Le parlement, à quoi bon?
Alors, à quoi bon débattre au Parlement? La commission des finances de l’Assemblée nationale, dirigée par Éric Coquerel (France Insoumise, gauche radicale) et Amédée de Courson (Indépendant, venu de la droite) enrage déjà. Elle recevra ce jeudi 10 octobre le projet de loi de finances pour 2025. Et déjà, deux sujets divisent au plus haut point: la dérive des dépenses du système français de santé et les dépenses des collectivités territoriales. Sur ces points, deux sujets sont encore plus explosifs: l’explosion des congés maladie (les absences des employés pour raisons de santé coûtent en moyenne 15 milliards d’euros à l’État, via la Sécurité sociale) et l’aide médicale d’État accordée aux étrangers, y compris clandestins (entre un et deux milliards d’euros par an, selon les estimations).

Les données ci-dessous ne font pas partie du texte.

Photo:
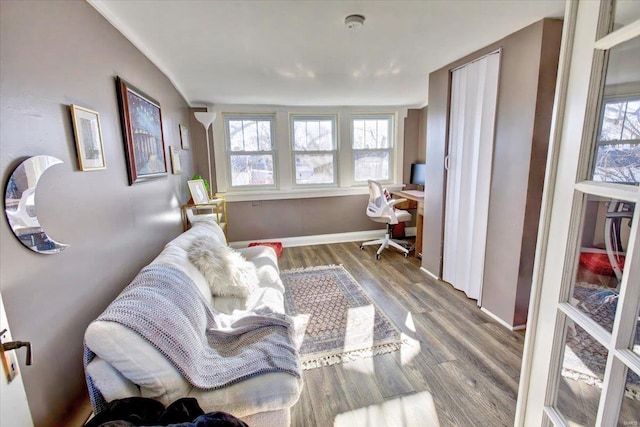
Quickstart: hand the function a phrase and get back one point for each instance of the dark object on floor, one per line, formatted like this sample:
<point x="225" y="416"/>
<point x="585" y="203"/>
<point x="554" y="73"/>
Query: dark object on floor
<point x="140" y="411"/>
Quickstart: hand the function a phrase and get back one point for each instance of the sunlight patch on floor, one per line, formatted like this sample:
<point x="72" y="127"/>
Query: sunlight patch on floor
<point x="410" y="346"/>
<point x="416" y="409"/>
<point x="359" y="333"/>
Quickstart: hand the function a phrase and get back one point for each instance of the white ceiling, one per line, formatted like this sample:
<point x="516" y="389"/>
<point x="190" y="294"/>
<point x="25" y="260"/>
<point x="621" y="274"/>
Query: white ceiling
<point x="301" y="53"/>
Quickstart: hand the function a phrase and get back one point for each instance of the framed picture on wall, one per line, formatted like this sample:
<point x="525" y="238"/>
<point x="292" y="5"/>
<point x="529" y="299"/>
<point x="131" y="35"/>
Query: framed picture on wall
<point x="176" y="167"/>
<point x="184" y="137"/>
<point x="141" y="119"/>
<point x="88" y="135"/>
<point x="198" y="191"/>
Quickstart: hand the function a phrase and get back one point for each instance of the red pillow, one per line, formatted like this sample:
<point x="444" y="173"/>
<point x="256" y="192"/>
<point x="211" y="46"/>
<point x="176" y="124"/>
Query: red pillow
<point x="598" y="263"/>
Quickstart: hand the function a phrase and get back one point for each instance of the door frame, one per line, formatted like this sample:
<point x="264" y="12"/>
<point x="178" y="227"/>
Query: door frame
<point x="575" y="111"/>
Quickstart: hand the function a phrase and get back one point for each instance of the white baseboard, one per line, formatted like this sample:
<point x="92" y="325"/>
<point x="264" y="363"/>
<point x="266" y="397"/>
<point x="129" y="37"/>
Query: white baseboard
<point x="502" y="322"/>
<point x="324" y="239"/>
<point x="430" y="274"/>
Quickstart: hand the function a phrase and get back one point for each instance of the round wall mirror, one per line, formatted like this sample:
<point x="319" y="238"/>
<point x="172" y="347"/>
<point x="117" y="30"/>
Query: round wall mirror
<point x="20" y="205"/>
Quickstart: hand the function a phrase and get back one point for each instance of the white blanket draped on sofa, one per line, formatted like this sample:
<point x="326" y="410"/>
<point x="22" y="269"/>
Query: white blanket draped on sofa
<point x="210" y="349"/>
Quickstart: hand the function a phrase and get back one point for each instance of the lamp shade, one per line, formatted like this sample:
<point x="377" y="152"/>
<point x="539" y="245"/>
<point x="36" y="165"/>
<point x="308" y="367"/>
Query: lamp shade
<point x="205" y="118"/>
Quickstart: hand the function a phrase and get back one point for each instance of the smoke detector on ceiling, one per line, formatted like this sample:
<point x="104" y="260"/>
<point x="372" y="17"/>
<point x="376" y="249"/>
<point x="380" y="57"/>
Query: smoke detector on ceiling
<point x="353" y="22"/>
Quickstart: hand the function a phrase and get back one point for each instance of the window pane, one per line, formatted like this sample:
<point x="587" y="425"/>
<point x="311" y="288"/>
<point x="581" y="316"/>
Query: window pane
<point x="299" y="135"/>
<point x="617" y="163"/>
<point x="605" y="234"/>
<point x="358" y="134"/>
<point x="626" y="12"/>
<point x="314" y="169"/>
<point x="313" y="135"/>
<point x="630" y="409"/>
<point x="612" y="121"/>
<point x="264" y="135"/>
<point x="631" y="127"/>
<point x="580" y="384"/>
<point x="371" y="165"/>
<point x="250" y="129"/>
<point x="236" y="137"/>
<point x="371" y="134"/>
<point x="617" y="152"/>
<point x="326" y="135"/>
<point x="251" y="170"/>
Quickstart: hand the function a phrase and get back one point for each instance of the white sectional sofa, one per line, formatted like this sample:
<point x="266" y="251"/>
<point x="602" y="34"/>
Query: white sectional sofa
<point x="124" y="364"/>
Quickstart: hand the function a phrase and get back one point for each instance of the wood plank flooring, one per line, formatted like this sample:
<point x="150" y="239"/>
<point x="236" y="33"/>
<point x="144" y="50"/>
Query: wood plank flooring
<point x="462" y="370"/>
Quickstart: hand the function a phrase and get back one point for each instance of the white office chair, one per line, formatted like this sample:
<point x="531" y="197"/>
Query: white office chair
<point x="382" y="210"/>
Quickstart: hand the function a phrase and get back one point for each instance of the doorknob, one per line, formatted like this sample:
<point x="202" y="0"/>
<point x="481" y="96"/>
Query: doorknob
<point x="14" y="345"/>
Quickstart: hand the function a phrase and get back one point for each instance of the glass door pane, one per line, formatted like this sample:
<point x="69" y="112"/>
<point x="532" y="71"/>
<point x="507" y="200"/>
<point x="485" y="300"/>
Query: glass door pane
<point x="617" y="148"/>
<point x="582" y="374"/>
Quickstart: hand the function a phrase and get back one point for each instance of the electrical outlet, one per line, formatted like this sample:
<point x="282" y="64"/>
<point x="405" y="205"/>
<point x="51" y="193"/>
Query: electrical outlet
<point x="10" y="364"/>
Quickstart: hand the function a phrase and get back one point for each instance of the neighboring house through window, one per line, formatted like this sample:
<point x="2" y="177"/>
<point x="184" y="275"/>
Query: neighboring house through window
<point x="250" y="150"/>
<point x="372" y="145"/>
<point x="314" y="149"/>
<point x="618" y="153"/>
<point x="287" y="152"/>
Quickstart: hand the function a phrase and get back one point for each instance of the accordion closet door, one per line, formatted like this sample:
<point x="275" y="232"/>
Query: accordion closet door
<point x="471" y="138"/>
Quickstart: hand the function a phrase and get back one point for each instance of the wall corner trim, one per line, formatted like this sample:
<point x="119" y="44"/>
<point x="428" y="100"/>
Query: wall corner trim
<point x="502" y="322"/>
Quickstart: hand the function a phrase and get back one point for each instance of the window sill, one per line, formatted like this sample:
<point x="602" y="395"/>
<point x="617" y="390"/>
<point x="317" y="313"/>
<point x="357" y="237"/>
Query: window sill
<point x="306" y="193"/>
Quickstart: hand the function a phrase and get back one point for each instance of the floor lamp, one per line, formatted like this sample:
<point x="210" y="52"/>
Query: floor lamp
<point x="206" y="118"/>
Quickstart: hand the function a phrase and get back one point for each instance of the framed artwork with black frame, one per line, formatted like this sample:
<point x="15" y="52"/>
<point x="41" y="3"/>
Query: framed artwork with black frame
<point x="141" y="119"/>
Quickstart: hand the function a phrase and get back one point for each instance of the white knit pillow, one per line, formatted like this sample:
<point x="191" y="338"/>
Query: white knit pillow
<point x="225" y="269"/>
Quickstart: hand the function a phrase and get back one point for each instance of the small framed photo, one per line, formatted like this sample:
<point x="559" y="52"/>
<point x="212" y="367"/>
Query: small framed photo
<point x="198" y="191"/>
<point x="88" y="135"/>
<point x="176" y="167"/>
<point x="184" y="137"/>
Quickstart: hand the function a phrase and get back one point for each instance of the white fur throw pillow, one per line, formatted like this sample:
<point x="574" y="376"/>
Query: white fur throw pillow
<point x="226" y="271"/>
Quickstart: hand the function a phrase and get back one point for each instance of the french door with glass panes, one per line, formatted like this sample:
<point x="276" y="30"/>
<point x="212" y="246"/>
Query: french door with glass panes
<point x="581" y="363"/>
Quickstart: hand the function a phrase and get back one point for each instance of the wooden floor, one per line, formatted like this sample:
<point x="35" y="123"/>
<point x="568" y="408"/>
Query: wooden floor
<point x="462" y="369"/>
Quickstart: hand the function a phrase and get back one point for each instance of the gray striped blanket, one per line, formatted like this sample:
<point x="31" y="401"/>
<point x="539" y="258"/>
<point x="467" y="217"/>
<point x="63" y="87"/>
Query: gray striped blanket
<point x="210" y="349"/>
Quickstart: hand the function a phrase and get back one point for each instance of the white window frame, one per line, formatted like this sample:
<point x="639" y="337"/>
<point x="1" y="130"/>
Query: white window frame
<point x="229" y="153"/>
<point x="392" y="144"/>
<point x="333" y="152"/>
<point x="566" y="188"/>
<point x="285" y="187"/>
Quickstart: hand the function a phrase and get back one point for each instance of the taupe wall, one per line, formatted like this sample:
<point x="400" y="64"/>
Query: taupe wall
<point x="53" y="54"/>
<point x="527" y="81"/>
<point x="268" y="219"/>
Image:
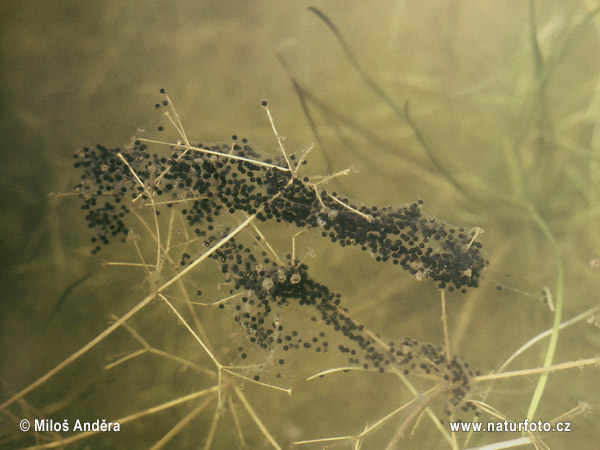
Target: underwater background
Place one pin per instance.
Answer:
(488, 112)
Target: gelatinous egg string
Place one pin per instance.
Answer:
(426, 247)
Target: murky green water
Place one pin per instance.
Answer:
(502, 133)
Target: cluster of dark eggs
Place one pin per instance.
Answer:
(261, 288)
(223, 179)
(449, 256)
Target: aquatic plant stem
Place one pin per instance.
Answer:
(83, 350)
(560, 284)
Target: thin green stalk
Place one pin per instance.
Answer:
(560, 285)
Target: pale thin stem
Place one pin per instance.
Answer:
(256, 419)
(367, 217)
(279, 138)
(212, 430)
(115, 263)
(130, 418)
(83, 350)
(236, 421)
(263, 241)
(150, 196)
(135, 354)
(213, 152)
(178, 125)
(526, 440)
(192, 332)
(547, 333)
(179, 200)
(301, 160)
(335, 175)
(333, 439)
(520, 373)
(445, 326)
(218, 302)
(429, 397)
(260, 383)
(182, 424)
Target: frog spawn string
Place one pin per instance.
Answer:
(220, 179)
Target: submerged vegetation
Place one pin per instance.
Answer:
(255, 304)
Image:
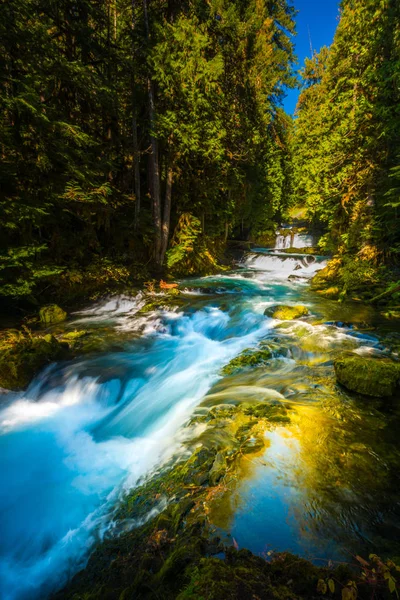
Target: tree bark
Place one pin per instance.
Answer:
(167, 213)
(136, 154)
(155, 167)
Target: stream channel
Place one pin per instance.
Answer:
(86, 431)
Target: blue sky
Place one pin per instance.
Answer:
(320, 18)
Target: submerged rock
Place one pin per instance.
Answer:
(286, 313)
(21, 359)
(369, 376)
(248, 358)
(294, 250)
(51, 314)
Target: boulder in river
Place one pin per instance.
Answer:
(21, 359)
(51, 314)
(378, 377)
(286, 313)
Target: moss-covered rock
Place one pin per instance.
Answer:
(332, 292)
(368, 376)
(325, 277)
(22, 358)
(286, 313)
(51, 314)
(248, 358)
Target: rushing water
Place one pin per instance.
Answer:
(87, 430)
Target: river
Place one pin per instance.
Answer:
(87, 430)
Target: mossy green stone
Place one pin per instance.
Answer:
(20, 362)
(286, 313)
(369, 376)
(52, 314)
(248, 358)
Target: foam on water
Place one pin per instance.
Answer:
(282, 267)
(86, 431)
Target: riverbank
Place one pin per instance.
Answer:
(193, 424)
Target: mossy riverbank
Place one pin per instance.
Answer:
(167, 546)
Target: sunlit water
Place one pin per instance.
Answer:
(86, 431)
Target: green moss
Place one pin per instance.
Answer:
(248, 358)
(332, 292)
(368, 376)
(166, 301)
(51, 314)
(21, 359)
(286, 313)
(71, 336)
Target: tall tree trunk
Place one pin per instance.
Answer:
(155, 167)
(136, 154)
(167, 213)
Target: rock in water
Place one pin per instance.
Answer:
(52, 314)
(376, 377)
(286, 313)
(21, 360)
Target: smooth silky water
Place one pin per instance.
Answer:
(87, 431)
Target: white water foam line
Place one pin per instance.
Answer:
(283, 267)
(298, 240)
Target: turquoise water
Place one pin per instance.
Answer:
(87, 430)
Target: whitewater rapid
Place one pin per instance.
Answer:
(87, 431)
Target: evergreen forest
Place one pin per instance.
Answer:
(199, 301)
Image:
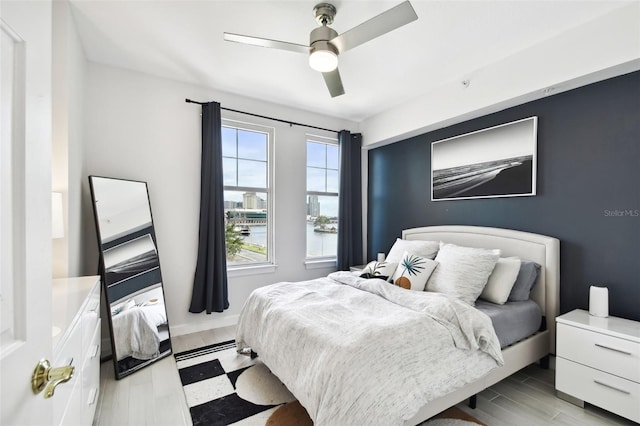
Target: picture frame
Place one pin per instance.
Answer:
(498, 161)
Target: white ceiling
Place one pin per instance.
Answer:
(182, 40)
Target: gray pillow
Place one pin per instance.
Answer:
(462, 272)
(526, 280)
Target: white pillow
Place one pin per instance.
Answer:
(384, 270)
(413, 271)
(462, 272)
(427, 249)
(501, 280)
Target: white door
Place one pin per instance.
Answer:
(25, 214)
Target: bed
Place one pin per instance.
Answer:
(260, 329)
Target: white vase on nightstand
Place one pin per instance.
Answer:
(599, 301)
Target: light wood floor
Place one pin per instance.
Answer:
(153, 395)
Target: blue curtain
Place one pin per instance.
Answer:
(350, 210)
(210, 283)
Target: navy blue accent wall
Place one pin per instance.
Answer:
(588, 189)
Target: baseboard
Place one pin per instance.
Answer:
(209, 324)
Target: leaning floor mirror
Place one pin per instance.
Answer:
(131, 277)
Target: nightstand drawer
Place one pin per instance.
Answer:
(607, 353)
(617, 395)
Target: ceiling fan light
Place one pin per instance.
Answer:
(323, 60)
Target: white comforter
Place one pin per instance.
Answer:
(356, 351)
(136, 331)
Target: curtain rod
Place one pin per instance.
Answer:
(290, 123)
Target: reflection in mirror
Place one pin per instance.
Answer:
(130, 269)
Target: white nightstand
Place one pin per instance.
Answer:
(598, 361)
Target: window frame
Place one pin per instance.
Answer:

Un chiffre est de toute façon indiscutable: celui du déficit public de la France. Il sera sans doute cette année de 6%, loin des 5,1% envisagé par le précédent ministre des Finances Bruno Le Maire, qui enseigne désormais deux jours par semaine à l’Université de Lausanne. 6%, soit le double des 3% requis normalement par les fameux critères du traité de Maastricht, fondateur de l’euro, la monnaie unique.
Comment passer à l’acte?
Alors, comment passer à l’acte et dépenser moins? Il est acquis que des hausses d’impôt exceptionnelles auront lieu. Michel Barnier a promis qu’elles seront temporaires. Ce sont les entreprises les plus profitables et les Français disposant d’un revenu annuel supérieur à 500'000 euros qui devraient être touchés. Suffisant? La réponse est non. Il faudra donc couper. Et là, le calcul est simple: en France, 57,3% des dépenses publiques sont consacrées aux dépenses sociales, soit dix points de plus que l’Allemagne (48,6%). L’État providence français peut-il par conséquent demeurer intact et aussi généreux? Le train de vie de l’État est aussi mis en cause. «Privilèges des élus, dépenses somptuaires, bidules administratifs: si les sources d’économies ne manquent pas, les mesures de saine gestion se font attendre», titrait le magazine Capital en décembre 2023, évaluant à 670 millions d’euros par an les économies possibles en rognant sur ces «avantages».
Michel Barnier a en tout cas pris le taureau budgétaire par les cornes. Le nouveau ministre du Budget, Laurent Saint-Martin, est directement placé sous sa responsabilité. Les dépenses publiques seront donc sa mission prioritaire.